Today, driving after dark was pretty much inevitable because I didn’t leave home until a bit after 2 p.m. I think sunset was about 6:30. Why start after 2? See the headline above. It’s all the stuff the got compressed into a few hours before departure. One would think I’d learn at some point. But not yet.

Journal of Self-Promotion: ‘Roof of California’

I have a sense of when I’ve stayed on one topic too long, and this is one of those times. But bear with my carrying on about Tioga Pass just a few minutes longer. As mentioned (and pictured) earlier (and then mentioned again, elsewhere), I drove up across the pass last week on a blitz-style Yosemite tour with my nephew Max. I also brought a sound recorder along and wound up talking to people we met along the way, and that led to a radio story that aired Thursday morning on KQED’s “The California Report.”. Oddly, because of a problem with the The California Report site, the link to our airing of the story is still acting weird for me. story. But the piece also aired on KPCC in Los Angeles, and here’s the link to the story as it played there:

Clear skies in the Sierra Nevada open up access to Yosemite.

OK–that is it for now. Until I get the picture that Max shot of me walking around wearing shorts on the frozen lake.

High Country, Out of Character

mountdana011112.jpg

That’s Mount Dana, elevation 13,057 feet above sea level, just south of Tioga Pass in Yosemite National Park. The picture was shot from a ridge above the Gaylor Lakes just north of the pass, elevation about 10,500.

My nephew Max and I drove across the Tioga road on Wednesday, and it’s a trip that will leave an impression for some time. As I’ve said elsewhere, this is country that’s normally far beyond the reach of the casual winter traveler. The Sierra this high up is usually buried in snow. Beyond that, it can be cold and harsh in a way that’s utterly foreign to us Northern California lowlanders. The day we were up there, it felt like the temperature was in the high 40s, at least, and warmer in the sunlight. There was no wind. I was wearing shorts, though that was pushing it a little. Plenty of others have journeyed up to this strangely accessible alpine world. A local outdoors writer did a blog post last week about a couple guys who had driven up to hike Mount Dana–yeah, that peak pictured above–in running shoes.
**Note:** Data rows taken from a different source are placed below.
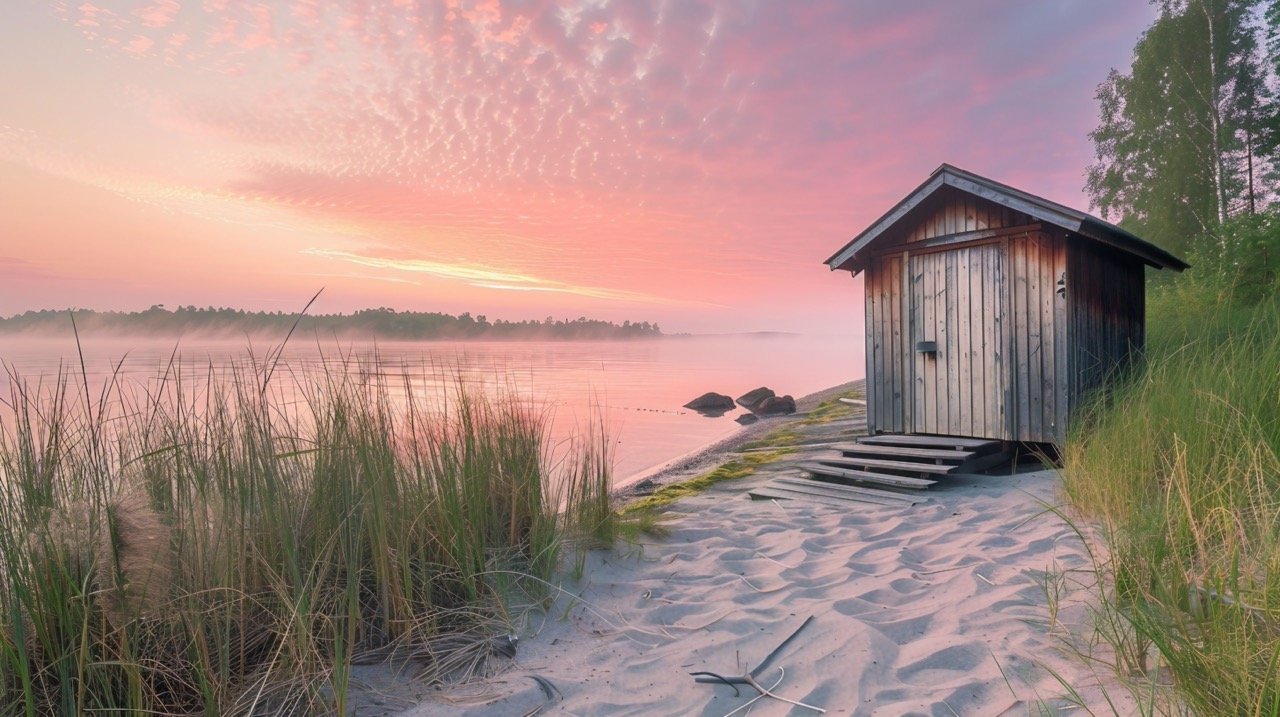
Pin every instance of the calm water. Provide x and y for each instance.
(639, 386)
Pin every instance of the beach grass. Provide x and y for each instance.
(227, 546)
(1180, 465)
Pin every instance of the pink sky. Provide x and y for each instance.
(681, 161)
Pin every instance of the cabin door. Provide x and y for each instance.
(958, 345)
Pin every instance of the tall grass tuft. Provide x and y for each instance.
(234, 544)
(1182, 467)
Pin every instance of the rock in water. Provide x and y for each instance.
(776, 406)
(711, 401)
(752, 398)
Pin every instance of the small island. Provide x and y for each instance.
(368, 323)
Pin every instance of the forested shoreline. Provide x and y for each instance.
(368, 323)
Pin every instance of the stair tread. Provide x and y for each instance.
(891, 465)
(868, 476)
(909, 451)
(928, 441)
(840, 488)
(817, 491)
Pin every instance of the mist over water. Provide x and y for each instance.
(636, 387)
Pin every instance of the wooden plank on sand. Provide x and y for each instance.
(929, 441)
(909, 451)
(786, 493)
(839, 488)
(867, 476)
(888, 465)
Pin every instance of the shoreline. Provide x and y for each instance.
(717, 452)
(938, 607)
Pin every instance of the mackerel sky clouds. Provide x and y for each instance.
(684, 161)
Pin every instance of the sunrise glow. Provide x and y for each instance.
(688, 163)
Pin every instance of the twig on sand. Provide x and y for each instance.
(750, 676)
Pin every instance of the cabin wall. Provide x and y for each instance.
(1106, 300)
(958, 301)
(952, 213)
(1037, 316)
(886, 361)
(1025, 324)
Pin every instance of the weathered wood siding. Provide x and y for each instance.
(956, 300)
(1025, 322)
(952, 213)
(1106, 302)
(1037, 316)
(886, 368)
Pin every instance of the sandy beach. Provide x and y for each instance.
(938, 608)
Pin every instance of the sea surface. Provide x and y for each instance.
(635, 387)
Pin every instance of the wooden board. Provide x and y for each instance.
(856, 464)
(929, 441)
(818, 496)
(867, 476)
(955, 302)
(905, 451)
(848, 489)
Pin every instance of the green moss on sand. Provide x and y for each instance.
(833, 409)
(731, 470)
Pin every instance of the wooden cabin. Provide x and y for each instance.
(991, 313)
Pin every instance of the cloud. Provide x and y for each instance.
(479, 275)
(158, 14)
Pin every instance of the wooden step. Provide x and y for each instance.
(931, 442)
(867, 476)
(878, 493)
(906, 451)
(817, 494)
(906, 466)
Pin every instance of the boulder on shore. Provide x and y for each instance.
(711, 401)
(776, 406)
(752, 398)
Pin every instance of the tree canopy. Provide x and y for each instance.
(1187, 138)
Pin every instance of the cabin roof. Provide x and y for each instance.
(1043, 210)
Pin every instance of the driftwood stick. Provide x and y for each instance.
(750, 677)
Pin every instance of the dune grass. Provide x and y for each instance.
(1182, 469)
(225, 547)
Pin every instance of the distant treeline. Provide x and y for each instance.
(380, 323)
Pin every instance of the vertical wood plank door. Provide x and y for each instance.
(956, 301)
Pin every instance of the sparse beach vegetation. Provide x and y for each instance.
(1182, 469)
(225, 547)
(735, 469)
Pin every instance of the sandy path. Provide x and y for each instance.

All the weather forecasts show that this midwinter idyll, made possible by a long, long dry spell accompanied by unusually mild daytime temperatures, is coming to an end. The forecast for the end of the week is blizzardy: snow, then more snow, with high winds. And already, the weather has changed. Today’s high is for a high of about 30, with 50 mph winds gusting to 80 mph. Tonight’s forecast: a low of 10, with a westerly wind of 60-65 mph gusting to 105 mph. I have a picture in my head of being blown clear off this ridge.

More on this later. For a rather short trip–we were only on the road across the high country for a few hours–it filled my head with impressions.